Pakistani officials gave the go-ahead for Nato strikes that killed 24 of their troops last weekend, according to the latest American account of a raid that has poisoned relations between the two countries.

Pakistani protesters burn a U.S. flag during an anti-Nato rally in Peshawar, Pakistan Photo: AP Photo/Mohammad Sajjad
Rob Crilly in Islamabad
11:31AM GMT 02 Dec 2011
The two awkward allies have pointed the finger at each other in a diplomatic crisis that threatens to derail hopes of peace in Afghanistan.

Pakistan's military and civilian leaders insist Nato forces knew the location of its border posts and launched a deliberate, unprovoked attack.

However, American officials now say a Pakistani officer at a border co-ordination unit – set up to avoid misunderstanding of exactly this kind – told a joint US-Afghan patrol that Pakistan had no forces in the area clearing the way for the Americans to conduct air strikes.

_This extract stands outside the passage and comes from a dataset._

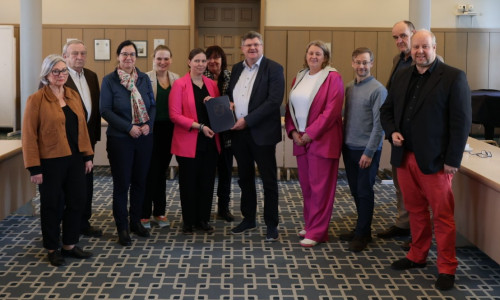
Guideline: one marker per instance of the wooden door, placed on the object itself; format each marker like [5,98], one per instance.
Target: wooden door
[223,23]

"There were lots of mistakes made," an official told The Wall Street Journal. "There was not good situational awareness to who was where and who was doing what." Officials also cautioned that the latest account is based on initial interviews with the commandos involved and could change as more details come to light.
The US and Nato have sent condolences and expressed regret for the attack but have pointedly not offered an apology to Pakistan.

In response, Islamabad has withdrawn from a key conference in Germany to plot the future of Afghanistan, closed its borders to Nato supply convoys and begun a review of all relations with the US.

Relations have long been tense between the two allies, with Washington accusing elements of Pakistan's military and intelligence services of collaboration with the Taliban and other Islamist militants.

Pakistan has in turn alleged that US drone strikes aimed at militants have killed scores of civilians, stoking extremism and bolstering its own domestic Islamist insurgency.

A senior Pakistani security official rubbished the latest American account of the events.

"The attack was already well under way before any attempt was made to contact the border co-ordination unit," he told The Daily Telegraph.